How long does an HTA review take at general framing? At general framing, months rather than weeks, with variation across countries and technology types. Formal review windows, question-and-answer cycles, and committee meeting schedules all contribute. The total wall-clock time from submission to final recommendation frequently exceeds founders' planning assumptions.

What happens if an HTA submission is rejected or receives a negative assessment? A negative assessment typically blocks statutory coverage in that country until stronger evidence is produced. The practical remedy is usually a second, larger comparative study, which is expensive, slow, and sometimes not feasible because the device is already on the market. Preventing the bad outcome by designing the evidence correctly from the start is almost always cheaper than recovering from it.

Sources

  1. Regulation (EU) 2017/745 of the European Parliament and of the Council of 5 April 2017 on medical devices, Article 32 (Summary of safety and clinical performance). Official Journal L 117, 5.5.2017.
  2. Treaty on the Functioning of the European Union, Article 168 — the legal basis under which reimbursement and Health Technology Assessment decisions remain a competence of the member states.
  3. National Health Technology Assessment bodies across Europe — their methodological guides, submission templates, and evidence frameworks are the authoritative reference for any specific country submission and must be consulted in their current version before a dossier is designed.
  4. Published methodological frameworks on comparative effectiveness research and health economic modelling maintained by national HTA bodies and by international HTA networks.
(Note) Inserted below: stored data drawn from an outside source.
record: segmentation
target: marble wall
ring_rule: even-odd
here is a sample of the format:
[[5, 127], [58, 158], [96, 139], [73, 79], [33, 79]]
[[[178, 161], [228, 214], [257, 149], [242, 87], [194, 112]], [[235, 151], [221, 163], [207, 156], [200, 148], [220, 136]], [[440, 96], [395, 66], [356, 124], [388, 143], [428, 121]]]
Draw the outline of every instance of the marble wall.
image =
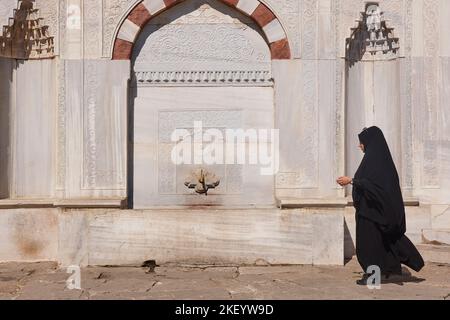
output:
[[0, 209], [0, 261], [343, 265], [343, 223], [342, 209]]
[[[93, 183], [93, 174], [89, 173], [89, 168], [94, 166], [93, 160], [90, 164], [89, 161], [84, 160], [83, 164], [81, 164], [83, 162], [81, 160], [79, 165], [77, 162], [73, 163], [73, 166], [82, 167], [83, 171], [87, 172], [88, 176], [90, 175], [90, 178], [83, 177], [83, 182], [80, 182], [82, 186], [78, 185], [75, 178], [72, 182], [68, 182], [70, 178], [65, 175], [70, 175], [73, 169], [63, 169], [63, 167], [66, 166], [65, 161], [70, 160], [71, 156], [68, 153], [62, 155], [62, 153], [69, 150], [64, 149], [66, 144], [71, 141], [71, 139], [67, 140], [65, 131], [71, 131], [71, 129], [65, 128], [69, 123], [65, 122], [67, 117], [63, 113], [71, 110], [66, 106], [67, 101], [70, 101], [70, 98], [66, 99], [67, 96], [70, 96], [71, 92], [74, 92], [75, 96], [79, 95], [71, 88], [77, 87], [88, 94], [91, 87], [100, 92], [111, 90], [108, 81], [101, 81], [101, 77], [108, 74], [103, 71], [104, 67], [102, 66], [98, 67], [99, 72], [106, 73], [100, 75], [97, 80], [92, 80], [98, 84], [92, 85], [80, 81], [87, 81], [86, 79], [89, 77], [95, 79], [95, 75], [90, 74], [94, 73], [96, 69], [94, 61], [98, 61], [101, 65], [106, 63], [101, 62], [102, 60], [106, 61], [111, 58], [111, 45], [119, 25], [138, 2], [138, 0], [36, 2], [41, 16], [56, 37], [55, 52], [59, 54], [60, 59], [60, 62], [57, 63], [58, 88], [55, 89], [57, 91], [55, 95], [58, 97], [56, 115], [58, 147], [56, 165], [54, 165], [56, 168], [54, 170], [57, 171], [55, 174], [56, 187], [53, 187], [52, 192], [45, 192], [46, 194], [54, 193], [63, 197], [84, 197], [93, 194], [104, 197], [124, 194], [123, 191], [111, 191], [123, 190], [124, 181], [119, 181], [117, 176], [108, 177], [111, 174], [122, 173], [119, 173], [120, 170], [115, 170], [113, 164], [101, 163], [106, 160], [99, 160], [100, 162], [95, 164], [101, 167], [97, 168], [96, 179], [103, 179], [102, 182], [99, 182], [100, 180], [96, 182], [95, 188], [109, 189], [110, 192], [81, 191]], [[375, 79], [374, 85], [381, 87], [375, 89], [372, 95], [365, 95], [364, 101], [358, 100], [360, 98], [358, 98], [357, 91], [360, 90], [358, 88], [370, 88], [370, 77], [367, 78], [367, 74], [364, 76], [362, 71], [356, 71], [359, 67], [355, 67], [351, 72], [359, 75], [356, 75], [356, 78], [349, 78], [344, 60], [345, 39], [350, 36], [351, 28], [355, 26], [355, 20], [360, 19], [364, 1], [265, 0], [262, 2], [279, 17], [288, 34], [294, 58], [290, 61], [273, 61], [272, 68], [269, 67], [275, 79], [275, 119], [278, 121], [277, 127], [283, 128], [281, 132], [284, 137], [281, 139], [282, 149], [288, 150], [289, 144], [292, 144], [294, 149], [299, 150], [294, 153], [283, 152], [285, 154], [282, 156], [282, 172], [276, 178], [277, 194], [280, 197], [331, 198], [343, 195], [342, 190], [334, 186], [334, 177], [342, 174], [345, 167], [347, 167], [349, 175], [354, 171], [359, 159], [359, 154], [353, 152], [352, 147], [356, 141], [354, 133], [368, 124], [367, 121], [358, 118], [357, 114], [361, 111], [358, 105], [367, 106], [368, 103], [370, 104], [370, 101], [367, 101], [368, 97], [373, 96], [381, 99], [378, 103], [380, 108], [390, 110], [389, 113], [395, 115], [395, 119], [389, 118], [389, 121], [392, 120], [391, 124], [386, 123], [386, 117], [377, 119], [376, 116], [373, 121], [369, 122], [383, 127], [388, 138], [392, 140], [390, 141], [391, 148], [396, 155], [405, 192], [408, 196], [422, 197], [428, 202], [448, 202], [445, 196], [450, 180], [446, 162], [448, 153], [446, 114], [448, 108], [445, 104], [448, 100], [448, 90], [445, 85], [439, 85], [448, 81], [446, 70], [448, 70], [448, 51], [450, 49], [445, 33], [441, 31], [445, 30], [448, 24], [448, 19], [446, 19], [447, 14], [450, 14], [448, 2], [445, 0], [380, 1], [389, 26], [394, 28], [395, 36], [400, 39], [400, 50], [397, 62], [376, 63], [377, 66], [373, 68], [373, 75], [376, 77], [373, 78]], [[215, 10], [209, 11], [204, 9], [205, 5], [202, 3], [204, 1], [186, 1], [179, 5], [178, 11], [171, 9], [152, 20], [149, 28], [161, 29], [158, 34], [162, 38], [159, 41], [166, 41], [167, 45], [175, 38], [169, 39], [164, 36], [164, 23], [166, 22], [171, 21], [178, 29], [183, 24], [192, 28], [202, 19], [214, 22], [219, 29], [223, 29], [224, 23], [225, 25], [226, 23], [235, 24], [236, 21], [252, 23], [249, 18], [240, 17], [219, 1], [209, 1], [209, 4], [215, 8]], [[205, 3], [207, 4], [208, 1]], [[3, 23], [7, 21], [7, 17], [12, 15], [12, 9], [16, 5], [16, 1], [2, 1], [0, 13]], [[193, 10], [193, 8], [198, 8], [198, 10]], [[217, 14], [217, 12], [221, 14]], [[239, 22], [241, 25], [236, 24], [237, 30], [241, 30], [242, 26], [245, 26], [242, 22]], [[149, 39], [157, 35], [150, 29], [147, 32]], [[231, 33], [227, 34], [231, 35]], [[238, 39], [237, 35], [238, 33], [234, 35], [233, 39]], [[155, 48], [157, 49], [157, 47]], [[260, 46], [258, 48], [263, 50], [260, 54], [264, 55], [264, 50], [267, 48], [264, 49]], [[226, 54], [226, 51], [222, 51], [222, 54]], [[245, 59], [245, 51], [239, 52], [237, 56], [233, 57], [233, 61]], [[83, 60], [85, 62], [80, 62]], [[74, 64], [78, 63], [79, 66], [70, 66], [71, 61], [74, 61]], [[394, 67], [390, 65], [392, 63], [395, 64]], [[89, 64], [89, 67], [82, 71], [81, 65], [85, 64]], [[161, 64], [159, 67], [162, 68]], [[24, 68], [27, 67], [24, 66]], [[124, 79], [128, 75], [126, 67], [123, 68], [122, 80], [117, 81], [126, 81]], [[91, 72], [91, 70], [93, 71]], [[74, 80], [75, 78], [78, 79]], [[348, 92], [351, 93], [348, 94]], [[392, 96], [390, 92], [395, 92], [395, 95]], [[120, 96], [124, 97], [126, 94], [124, 85]], [[89, 97], [83, 99], [79, 103], [87, 104]], [[107, 102], [107, 104], [111, 103], [113, 102]], [[122, 108], [126, 108], [126, 106], [124, 105]], [[344, 113], [345, 108], [348, 110], [355, 108], [355, 110], [352, 110], [350, 115], [350, 111], [347, 114]], [[99, 110], [98, 112], [101, 114], [103, 111]], [[297, 114], [297, 117], [288, 119], [292, 112]], [[381, 109], [380, 112], [380, 114], [384, 113]], [[352, 123], [348, 121], [350, 117]], [[296, 119], [298, 119], [298, 123], [295, 122]], [[427, 121], [420, 121], [422, 119], [427, 119]], [[89, 122], [86, 118], [83, 121]], [[80, 123], [74, 123], [74, 125]], [[123, 123], [121, 125], [124, 126]], [[98, 127], [98, 130], [106, 129]], [[88, 135], [83, 139], [89, 139]], [[102, 133], [99, 132], [95, 139], [101, 135]], [[299, 137], [298, 140], [292, 141], [292, 139], [286, 138], [293, 136]], [[91, 140], [93, 139], [91, 135]], [[63, 140], [69, 142], [63, 142]], [[81, 150], [75, 144], [71, 148], [72, 150]], [[93, 148], [91, 144], [90, 150]], [[346, 148], [347, 155], [345, 155]], [[107, 158], [111, 158], [111, 153], [115, 152], [113, 149], [96, 150], [96, 152], [104, 153]], [[84, 150], [83, 153], [88, 154], [88, 151]], [[48, 152], [54, 153], [55, 151]], [[92, 155], [91, 158], [93, 157]], [[123, 166], [124, 159], [113, 162], [117, 161], [121, 162]], [[321, 165], [319, 166], [318, 163]], [[113, 171], [116, 172], [113, 173]], [[91, 182], [88, 181], [89, 179]], [[68, 187], [69, 184], [71, 187]], [[65, 189], [79, 190], [65, 192], [63, 191]], [[47, 191], [49, 191], [48, 188]], [[30, 196], [33, 196], [32, 193]]]
[[56, 64], [17, 62], [12, 148], [13, 198], [52, 198], [56, 167]]
[[[448, 141], [448, 1], [416, 1], [411, 51], [411, 121], [414, 189], [423, 202], [450, 202]], [[448, 228], [448, 226], [446, 226]]]
[[[423, 215], [414, 218], [423, 222], [414, 226], [414, 236], [418, 239], [422, 229], [449, 229], [448, 0], [380, 0], [400, 49], [395, 59], [359, 61], [351, 68], [346, 61], [346, 39], [361, 19], [363, 0], [262, 0], [288, 36], [289, 60], [269, 59], [264, 34], [251, 19], [218, 0], [186, 0], [145, 28], [133, 58], [138, 63], [112, 61], [120, 26], [139, 2], [36, 1], [55, 36], [56, 57], [40, 61], [0, 58], [0, 198], [98, 203], [126, 198], [134, 183], [130, 172], [135, 164], [129, 161], [133, 141], [127, 137], [132, 136], [133, 121], [139, 128], [146, 116], [142, 112], [142, 118], [128, 122], [135, 94], [142, 102], [136, 105], [138, 110], [161, 100], [167, 89], [145, 80], [147, 86], [141, 91], [130, 90], [136, 81], [130, 71], [180, 71], [186, 65], [219, 71], [246, 67], [268, 78], [264, 85], [248, 89], [253, 97], [245, 103], [252, 105], [264, 98], [264, 114], [272, 112], [264, 123], [280, 129], [281, 170], [273, 182], [263, 183], [262, 195], [270, 189], [272, 196], [294, 202], [344, 198], [335, 178], [353, 175], [361, 157], [356, 133], [376, 124], [386, 132], [406, 197], [418, 200], [421, 209], [426, 206], [411, 214]], [[1, 24], [16, 6], [15, 0], [0, 2]], [[189, 36], [189, 32], [205, 29], [209, 31], [206, 36]], [[221, 43], [218, 34], [239, 45], [224, 47], [227, 42]], [[176, 51], [180, 41], [194, 58], [204, 54], [204, 59], [180, 61], [183, 52]], [[228, 88], [233, 86], [225, 87], [233, 91]], [[235, 107], [239, 104], [236, 97], [242, 97], [240, 89], [245, 88], [230, 93], [234, 98], [228, 100], [218, 96]], [[202, 83], [173, 93], [183, 104], [186, 91], [204, 92], [208, 97], [216, 95], [214, 90]], [[148, 186], [142, 186], [140, 192], [147, 192]], [[66, 230], [72, 223], [84, 223], [76, 215], [65, 218]], [[68, 235], [64, 241], [77, 240]], [[47, 256], [54, 256], [53, 247], [49, 248]], [[82, 259], [71, 254], [64, 255], [68, 260]]]
[[273, 61], [276, 127], [280, 129], [280, 198], [342, 197], [341, 104], [334, 60]]
[[0, 194], [52, 198], [56, 72], [52, 60], [2, 59]]
[[346, 172], [358, 169], [363, 153], [358, 134], [378, 126], [388, 142], [399, 175], [402, 174], [400, 61], [361, 61], [346, 74]]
Current-process verification note: HTA methodologies, submission templates, review timelines, and evidence thresholds evolve continuously at the national level. Any operational plan based on this general framing must verify the current state of the target country's HTA body, submission requirements, and review process directly against the national authorities before clinical development decisions are locked in.

This post is part of the Funding, Business Models & Reimbursement series in the Subtract to Ship: MDR blog. Authored by Felix Lenhard and Tibor Zechmeister. The HTA submission is where the years of upstream clinical development decisions become visible, and the companies that understand this early are the ones whose certified devices eventually turn into reimbursed revenue.